Before chatting about emerging markets, in this morning’s market commentary we are aware that there were two sentences repeated in the 2nd paragraph. I hope that this doesn’t spoil your enjoyment. If you would like to read a clean version go to the web site (www.DWCifa.com), click on “News” in the left hand menu, then “Our news” in the right hand menu – you will see all of the monthly commentaries.
I was fortunate to have the opportunity to meet with Dr Mark Mobius last week; fortunate because he is one of the most (if not the most) respected fund managers in the world. These are some of his thoughts, and one or two of ours.
Mark is the manager of the oldest emerging market fund (Templeton Emerging Markets) since 1989, and was once called “the Indiana Jones” of the investment world, as he seeks out investment opportunities in the farthest-flung corners of the globe. He has witnessed at first hand some remarkable changes (e.g. the fall of the Berlin Wall, the emergence of new economic powerhouses in China and India), and successfully and consistently exploited these for the benefit of his investors.
He is based in Singapore (he can hardly call it home as he spends so little time there), and was in London with his expanding team (which now manages $30bn), in particular those covering emerging Europe, India, and China.
He feels a little uncomfortable right now, and is in something of a dilemma. He is happiest when markets are down, much like ourselves, as opportunities abound, but many emerging market stocks are at an all time high, and normally that would have Mark running for cash. Yet he believes that many of these stocks are still cheap when the growth potential is taken into account, and are rated somewhat more cheaply than developed economies that have perhaps only one half the growth potential. So if there is going to be more widespread stockmarket turbulence as the world adjusts to the likelihood of an economic slowdown in the US, he is happy to sit through this period fully invested, confident at a profitable outcome.

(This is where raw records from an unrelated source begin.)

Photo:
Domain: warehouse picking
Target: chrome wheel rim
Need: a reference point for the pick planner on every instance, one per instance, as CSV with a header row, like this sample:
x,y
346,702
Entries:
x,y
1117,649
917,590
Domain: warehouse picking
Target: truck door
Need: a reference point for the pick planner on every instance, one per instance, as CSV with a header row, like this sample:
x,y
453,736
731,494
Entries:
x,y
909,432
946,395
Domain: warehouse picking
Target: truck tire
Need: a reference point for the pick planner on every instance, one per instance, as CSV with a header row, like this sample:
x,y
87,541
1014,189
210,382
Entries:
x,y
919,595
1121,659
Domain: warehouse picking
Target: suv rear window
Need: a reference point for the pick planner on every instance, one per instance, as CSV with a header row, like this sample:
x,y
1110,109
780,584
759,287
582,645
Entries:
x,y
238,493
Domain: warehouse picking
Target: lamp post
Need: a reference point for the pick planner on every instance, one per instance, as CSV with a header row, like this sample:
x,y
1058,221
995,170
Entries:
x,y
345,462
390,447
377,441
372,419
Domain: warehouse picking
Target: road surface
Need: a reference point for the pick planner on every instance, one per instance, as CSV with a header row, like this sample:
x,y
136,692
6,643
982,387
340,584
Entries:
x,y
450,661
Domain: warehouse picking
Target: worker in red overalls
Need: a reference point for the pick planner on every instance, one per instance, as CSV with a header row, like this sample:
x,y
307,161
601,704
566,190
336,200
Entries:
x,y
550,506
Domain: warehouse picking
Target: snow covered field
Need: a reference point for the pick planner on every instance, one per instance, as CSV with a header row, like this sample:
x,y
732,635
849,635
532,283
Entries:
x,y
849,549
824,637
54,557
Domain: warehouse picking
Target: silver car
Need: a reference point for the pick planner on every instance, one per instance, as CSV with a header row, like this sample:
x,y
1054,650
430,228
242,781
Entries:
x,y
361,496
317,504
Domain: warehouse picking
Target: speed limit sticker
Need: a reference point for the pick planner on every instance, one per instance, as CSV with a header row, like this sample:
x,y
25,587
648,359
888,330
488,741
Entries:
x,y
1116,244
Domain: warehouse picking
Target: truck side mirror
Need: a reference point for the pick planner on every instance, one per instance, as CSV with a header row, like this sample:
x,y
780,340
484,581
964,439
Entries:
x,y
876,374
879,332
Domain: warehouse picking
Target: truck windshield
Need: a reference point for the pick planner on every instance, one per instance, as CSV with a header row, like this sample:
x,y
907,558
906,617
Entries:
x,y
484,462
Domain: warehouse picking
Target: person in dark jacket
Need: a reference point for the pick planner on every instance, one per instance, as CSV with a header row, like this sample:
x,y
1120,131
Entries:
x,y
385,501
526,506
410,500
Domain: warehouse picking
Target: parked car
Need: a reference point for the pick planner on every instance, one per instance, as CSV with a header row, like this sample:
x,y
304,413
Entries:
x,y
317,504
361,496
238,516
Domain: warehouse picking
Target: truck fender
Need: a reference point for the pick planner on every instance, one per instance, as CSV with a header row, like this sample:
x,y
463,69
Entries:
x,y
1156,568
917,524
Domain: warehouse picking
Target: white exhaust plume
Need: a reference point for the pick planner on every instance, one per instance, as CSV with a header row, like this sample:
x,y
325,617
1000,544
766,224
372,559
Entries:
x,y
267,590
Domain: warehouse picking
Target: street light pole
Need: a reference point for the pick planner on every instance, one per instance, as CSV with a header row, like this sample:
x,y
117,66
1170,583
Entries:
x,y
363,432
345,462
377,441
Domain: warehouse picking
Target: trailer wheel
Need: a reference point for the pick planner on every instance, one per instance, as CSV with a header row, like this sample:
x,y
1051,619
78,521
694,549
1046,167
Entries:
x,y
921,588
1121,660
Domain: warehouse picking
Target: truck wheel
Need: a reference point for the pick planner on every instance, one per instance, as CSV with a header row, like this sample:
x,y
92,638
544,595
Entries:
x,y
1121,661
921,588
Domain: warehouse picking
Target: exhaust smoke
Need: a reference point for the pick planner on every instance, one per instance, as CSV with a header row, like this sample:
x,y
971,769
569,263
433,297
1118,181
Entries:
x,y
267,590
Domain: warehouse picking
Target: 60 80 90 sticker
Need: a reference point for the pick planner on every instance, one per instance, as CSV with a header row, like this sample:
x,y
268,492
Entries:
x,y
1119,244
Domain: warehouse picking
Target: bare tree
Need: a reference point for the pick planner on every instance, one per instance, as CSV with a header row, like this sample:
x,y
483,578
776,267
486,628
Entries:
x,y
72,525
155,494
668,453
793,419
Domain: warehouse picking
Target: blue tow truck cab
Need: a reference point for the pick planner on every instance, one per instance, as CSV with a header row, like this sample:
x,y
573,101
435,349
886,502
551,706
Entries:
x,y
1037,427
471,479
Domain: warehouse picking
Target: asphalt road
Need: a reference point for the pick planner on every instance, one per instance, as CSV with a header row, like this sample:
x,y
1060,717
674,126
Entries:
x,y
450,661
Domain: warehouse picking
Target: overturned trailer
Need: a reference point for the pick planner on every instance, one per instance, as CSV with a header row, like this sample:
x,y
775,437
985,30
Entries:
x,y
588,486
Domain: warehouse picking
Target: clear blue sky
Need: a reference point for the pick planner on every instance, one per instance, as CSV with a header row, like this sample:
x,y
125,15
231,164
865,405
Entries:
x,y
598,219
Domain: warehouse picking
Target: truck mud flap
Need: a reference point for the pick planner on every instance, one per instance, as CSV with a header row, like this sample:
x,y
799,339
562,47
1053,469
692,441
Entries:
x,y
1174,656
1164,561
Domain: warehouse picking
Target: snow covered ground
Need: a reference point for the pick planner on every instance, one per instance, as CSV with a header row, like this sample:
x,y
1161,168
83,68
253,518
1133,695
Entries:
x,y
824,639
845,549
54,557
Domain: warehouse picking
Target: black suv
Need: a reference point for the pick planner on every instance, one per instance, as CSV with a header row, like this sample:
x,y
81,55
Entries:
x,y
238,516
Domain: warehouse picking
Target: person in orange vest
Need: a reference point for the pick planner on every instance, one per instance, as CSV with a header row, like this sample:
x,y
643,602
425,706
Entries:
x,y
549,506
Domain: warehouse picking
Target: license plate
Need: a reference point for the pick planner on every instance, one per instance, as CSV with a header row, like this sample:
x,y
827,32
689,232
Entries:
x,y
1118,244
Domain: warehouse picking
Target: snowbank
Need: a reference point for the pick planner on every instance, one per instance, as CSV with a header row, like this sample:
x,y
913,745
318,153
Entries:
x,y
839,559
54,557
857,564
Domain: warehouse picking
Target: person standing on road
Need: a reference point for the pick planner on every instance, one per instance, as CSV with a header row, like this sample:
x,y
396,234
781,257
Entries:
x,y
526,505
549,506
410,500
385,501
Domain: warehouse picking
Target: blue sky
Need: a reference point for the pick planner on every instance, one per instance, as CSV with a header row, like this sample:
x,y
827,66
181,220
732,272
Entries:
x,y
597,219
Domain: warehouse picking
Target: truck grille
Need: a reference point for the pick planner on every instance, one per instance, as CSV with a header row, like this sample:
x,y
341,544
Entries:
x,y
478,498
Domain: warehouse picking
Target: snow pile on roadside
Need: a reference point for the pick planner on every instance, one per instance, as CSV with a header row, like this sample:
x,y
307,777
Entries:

Of all the emerging markets their favourite is Turkey, which they believe is under-valued and mis-understood, and they will be strong buyers on any weakness ahead of elections next year. The opening of a Harvey Nichols in Istanbul was testimony to the pulling power of Turkish consumers. This is not a recommendation to go and buy a Turkey-only fund! Usually we will not recommend single country funds. In the first quarter of this year we encountered many clients wishing to buy India-only funds. We convinced most clients that it would make more sense to buy a more broadly-spread emerging market fund, particularly as we were aware that most emerging market fund managers were sharply reducing their exposure to a very toppy looking Indian stockmarket. Having said that, their Indian specialist remains very optimistic about the long term potential.
He likes Russia, which is awash with cash. Their stockmarket is dominated by oil and gas stocks, so they find other routes to benefit from a buoyant Russian economy, such as the Swedish cosmetics company Oriflame, which sells heavily into Russia.
In any emerging market there is always a fear of political turmoil or Governments suddenly swinging sharply to the left of the political spectrum, such as Venezuela recently. With China and Russia having relatively recently emerged from their Communist past, sudden backward steps can be a pre-occupation. Yet Mark believes that of all the emerging markets China is politically the most robust, with little choice but to continue to carve out their version of capitalism and democracy.
Oil consumption per head is one of my favourite indicators of an emerging market, and may highlight those that have lots of upside potential. Oil consumption per head per annum is about 15 barrels in Japan, and 17 barrels in Korea. A country with consumption of just under 3 barrels per head must have huge potential – that country is China.
Mark noted the turnaround in South Africa with a fascinating anecdote. He was visiting the President of South Africa (Thabo Mbeki) and on reaching his official residence, they found the guard was asleep. They drove past quietly (not wishing to disturb the guard) and let themselves in to be warmly welcomed by the President, who was quite relaxed about this chain of events. Perhaps a lesson for the more trigger happy Russians.
It is frequently said that emerging markets are high risk and very volatile, and as a long time monthly investor into this Templeton fund I can certainly confirm that there have been many “interesting times”. Yet Mark points out that emerging markets in aggregate are no more volatile than the US stockmarket. Moreover, research from HSBC this week argues strongly that it is not emerging markets that are most exposed to a US slowdown. This was not the case in the past, but they are now considerably more financially strong, and if they now hide any surprises they are likely to be positive ones.
Emerging markets remain a fascinating area in which to have some exposure, providing that you are comfortable with the higher risks and volatility. It is a superb choice for monthly investments, particularly for children and grandchildren, and could capture their imagination as time goes on, in a way that stamp collecting no longer can!